At the same time, some analysts believe that Zurabov is not the most appropriate candidate to be a representative in Ukraine. The ambassador in Ukraine is a very important job, because this country means a strategic direction for Russia, said Bogdan Bespalko, secretary of the Center of Ukrainian and Belarusian studies at Moscow State University.
“Without that country Russia is cut off from the West, and Ukraine is also a transit state, Bespalko told BaltInfo. “And the job of an ambassador means something more important than simply the representation.”
“Zurabov is not a politician in the full sense of the word, not a public figure, ideologue or a specialist on Russian-Ukrainian relations,” believes Konstantin Zatulin, director of the Institute of the Countries of the Commonwealth of Independent States. The new ambassador has not participated in the programs connected with Ukraine either, Zatulin told the agency.
However, Zurabov will hold not only diplomatic status, the media note. As well as former ambassador Viktor Chernomyrdin, he will also be Special Representative of the President of Russia on Trade and Economic Cooperation with Ukraine. And Zurabov will have the same wide authority that his predecessor had, Vremya Novostey daily said.
First, Zurabov’s credentials were prepared without mentioning Yushchenko’s name, observers stress. But the copy of the document presented to the Ukrainian Foreign Ministry contained Yushchenko’s name.

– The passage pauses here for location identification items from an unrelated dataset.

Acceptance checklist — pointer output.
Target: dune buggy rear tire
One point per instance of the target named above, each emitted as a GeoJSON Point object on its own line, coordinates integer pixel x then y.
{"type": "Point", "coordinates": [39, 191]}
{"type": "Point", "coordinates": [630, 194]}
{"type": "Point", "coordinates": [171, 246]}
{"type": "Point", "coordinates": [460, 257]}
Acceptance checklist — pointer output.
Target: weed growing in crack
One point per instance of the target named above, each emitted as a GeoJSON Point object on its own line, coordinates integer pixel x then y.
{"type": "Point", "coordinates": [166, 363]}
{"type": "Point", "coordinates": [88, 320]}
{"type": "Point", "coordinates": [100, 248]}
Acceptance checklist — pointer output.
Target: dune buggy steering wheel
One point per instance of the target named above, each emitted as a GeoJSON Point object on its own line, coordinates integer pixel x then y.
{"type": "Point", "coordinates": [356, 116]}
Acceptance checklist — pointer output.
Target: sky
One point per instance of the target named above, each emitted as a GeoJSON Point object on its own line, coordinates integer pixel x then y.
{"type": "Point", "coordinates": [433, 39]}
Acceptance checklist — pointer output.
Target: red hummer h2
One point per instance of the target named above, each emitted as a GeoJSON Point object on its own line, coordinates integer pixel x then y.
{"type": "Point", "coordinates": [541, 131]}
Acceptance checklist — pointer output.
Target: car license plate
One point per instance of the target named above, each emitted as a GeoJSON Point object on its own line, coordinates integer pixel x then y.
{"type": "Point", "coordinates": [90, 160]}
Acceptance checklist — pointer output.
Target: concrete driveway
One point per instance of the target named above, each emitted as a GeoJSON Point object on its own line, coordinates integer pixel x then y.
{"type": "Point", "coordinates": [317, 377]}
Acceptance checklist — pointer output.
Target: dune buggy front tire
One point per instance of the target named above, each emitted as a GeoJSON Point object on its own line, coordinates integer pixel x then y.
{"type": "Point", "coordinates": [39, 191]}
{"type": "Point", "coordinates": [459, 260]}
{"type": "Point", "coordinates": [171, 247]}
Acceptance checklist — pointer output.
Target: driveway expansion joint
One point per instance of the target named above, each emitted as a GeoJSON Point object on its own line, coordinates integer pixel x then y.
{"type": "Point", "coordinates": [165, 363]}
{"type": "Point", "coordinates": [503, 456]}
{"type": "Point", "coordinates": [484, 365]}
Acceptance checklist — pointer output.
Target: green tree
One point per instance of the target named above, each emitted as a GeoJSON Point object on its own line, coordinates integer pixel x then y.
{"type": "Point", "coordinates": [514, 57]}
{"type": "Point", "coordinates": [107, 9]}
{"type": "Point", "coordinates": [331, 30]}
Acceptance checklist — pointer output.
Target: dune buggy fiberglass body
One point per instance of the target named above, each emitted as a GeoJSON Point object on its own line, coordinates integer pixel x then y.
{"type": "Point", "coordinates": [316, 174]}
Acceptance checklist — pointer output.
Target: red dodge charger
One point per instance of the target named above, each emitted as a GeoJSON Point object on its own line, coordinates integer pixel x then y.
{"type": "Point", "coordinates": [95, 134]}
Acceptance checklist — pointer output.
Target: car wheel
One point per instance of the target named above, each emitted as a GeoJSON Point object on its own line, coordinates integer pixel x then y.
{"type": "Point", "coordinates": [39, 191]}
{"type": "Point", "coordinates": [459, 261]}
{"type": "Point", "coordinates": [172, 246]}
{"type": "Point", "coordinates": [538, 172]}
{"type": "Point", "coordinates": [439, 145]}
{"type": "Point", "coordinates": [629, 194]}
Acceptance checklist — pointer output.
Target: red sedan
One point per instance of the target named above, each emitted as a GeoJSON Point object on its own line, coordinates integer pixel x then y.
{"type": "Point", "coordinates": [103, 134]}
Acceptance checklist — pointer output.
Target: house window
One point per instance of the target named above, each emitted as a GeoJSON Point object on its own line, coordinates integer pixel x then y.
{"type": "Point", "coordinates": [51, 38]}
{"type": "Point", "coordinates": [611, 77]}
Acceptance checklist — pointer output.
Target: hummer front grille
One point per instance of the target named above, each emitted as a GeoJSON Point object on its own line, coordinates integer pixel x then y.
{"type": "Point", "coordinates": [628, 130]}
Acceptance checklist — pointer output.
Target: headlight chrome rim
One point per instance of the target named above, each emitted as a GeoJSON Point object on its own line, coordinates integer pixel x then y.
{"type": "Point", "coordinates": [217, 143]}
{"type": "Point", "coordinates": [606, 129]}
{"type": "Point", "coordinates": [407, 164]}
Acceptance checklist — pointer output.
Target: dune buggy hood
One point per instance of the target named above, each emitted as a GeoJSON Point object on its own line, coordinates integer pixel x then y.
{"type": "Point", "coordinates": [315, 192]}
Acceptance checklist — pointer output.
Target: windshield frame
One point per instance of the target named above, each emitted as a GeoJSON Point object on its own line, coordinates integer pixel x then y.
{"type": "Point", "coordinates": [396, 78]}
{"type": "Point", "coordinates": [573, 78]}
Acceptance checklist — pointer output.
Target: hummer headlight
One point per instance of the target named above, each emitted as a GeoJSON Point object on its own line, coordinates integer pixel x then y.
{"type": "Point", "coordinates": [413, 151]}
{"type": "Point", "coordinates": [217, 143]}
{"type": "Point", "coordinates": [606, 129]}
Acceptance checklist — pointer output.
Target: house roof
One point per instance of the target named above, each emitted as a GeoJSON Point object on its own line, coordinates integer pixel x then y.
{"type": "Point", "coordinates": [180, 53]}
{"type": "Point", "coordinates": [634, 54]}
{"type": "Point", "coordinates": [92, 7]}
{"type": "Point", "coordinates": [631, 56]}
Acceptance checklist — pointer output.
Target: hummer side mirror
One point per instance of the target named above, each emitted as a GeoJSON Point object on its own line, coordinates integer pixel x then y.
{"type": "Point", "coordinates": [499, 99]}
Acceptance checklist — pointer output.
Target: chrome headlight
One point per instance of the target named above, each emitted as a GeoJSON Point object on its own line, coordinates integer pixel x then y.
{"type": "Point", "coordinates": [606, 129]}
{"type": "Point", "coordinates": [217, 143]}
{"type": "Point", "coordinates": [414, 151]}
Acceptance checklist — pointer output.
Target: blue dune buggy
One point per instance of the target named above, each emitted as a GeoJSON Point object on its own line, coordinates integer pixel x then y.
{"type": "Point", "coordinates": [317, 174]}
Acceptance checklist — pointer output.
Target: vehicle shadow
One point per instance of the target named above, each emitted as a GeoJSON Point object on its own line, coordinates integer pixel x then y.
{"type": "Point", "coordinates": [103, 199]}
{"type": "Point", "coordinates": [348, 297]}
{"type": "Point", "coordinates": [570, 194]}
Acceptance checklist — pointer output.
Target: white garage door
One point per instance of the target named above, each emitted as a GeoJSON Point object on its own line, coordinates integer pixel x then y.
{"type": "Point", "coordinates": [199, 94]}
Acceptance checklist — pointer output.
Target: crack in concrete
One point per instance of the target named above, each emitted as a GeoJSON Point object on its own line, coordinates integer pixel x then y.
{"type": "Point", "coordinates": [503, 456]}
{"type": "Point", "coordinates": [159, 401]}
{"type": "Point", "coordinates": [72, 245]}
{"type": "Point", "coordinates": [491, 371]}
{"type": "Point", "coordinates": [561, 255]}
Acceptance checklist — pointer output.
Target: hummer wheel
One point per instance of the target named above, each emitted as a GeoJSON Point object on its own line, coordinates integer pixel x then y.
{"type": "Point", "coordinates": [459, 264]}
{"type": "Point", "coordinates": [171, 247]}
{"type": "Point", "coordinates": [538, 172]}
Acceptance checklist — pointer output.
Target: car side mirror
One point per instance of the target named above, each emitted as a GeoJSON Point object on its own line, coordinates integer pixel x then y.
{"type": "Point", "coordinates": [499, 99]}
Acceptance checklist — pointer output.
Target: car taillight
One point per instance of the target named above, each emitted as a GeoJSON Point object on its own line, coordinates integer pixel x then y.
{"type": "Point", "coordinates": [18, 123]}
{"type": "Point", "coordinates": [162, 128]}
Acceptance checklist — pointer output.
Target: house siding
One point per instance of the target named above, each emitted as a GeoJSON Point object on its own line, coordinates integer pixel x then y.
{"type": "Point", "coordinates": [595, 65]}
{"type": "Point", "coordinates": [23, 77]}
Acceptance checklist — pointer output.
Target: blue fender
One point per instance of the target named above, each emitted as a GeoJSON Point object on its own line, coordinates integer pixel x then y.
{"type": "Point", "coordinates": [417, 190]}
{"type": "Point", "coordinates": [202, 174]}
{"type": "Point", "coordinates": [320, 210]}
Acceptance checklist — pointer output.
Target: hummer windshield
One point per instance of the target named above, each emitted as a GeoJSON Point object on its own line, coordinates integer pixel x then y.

Nevertheless, despite the fact that the Russian leadership “has recognized” Yushchenko as the president, Moscow won “the diplomatic struggle,” observers say. Medvedev sent the ambassador only after “Yushchenko suffered humiliation in the election,” Argumenty i Fakty weekly said. At the same time, Moscow has demonstrated simultaneously “its respect for international norms and the Ukrainian people,” it added.
As Russia preferred not to interfere into this election cycle in Ukraine, Zurabov did not say if he was ready to meet Tymoshenko or Yanukovich. But the campaigns of both candidates have welcomed the news of the ambassador’s arrival.
Yanukovich’s Party of Regions has blamed the current Ukrainian leadership for the deterioration of relations between Kiev and Moscow, Gazeta.ru online newspaper said. The party would welcome the meeting with Zurabov, “but embassies usually take initiative in such issues,’ it added,
Zurabov’s mission will become full-fledged after the presentation of the credentials to the Ukrainian president. “Yushchenko is certain that they will be presented to him,” Vremya Novostey said. “However, officials in Moscow do not think so,” the paper added. According to the daily, “Zurabov does not want to hasten and will be waiting for the results of the second round.”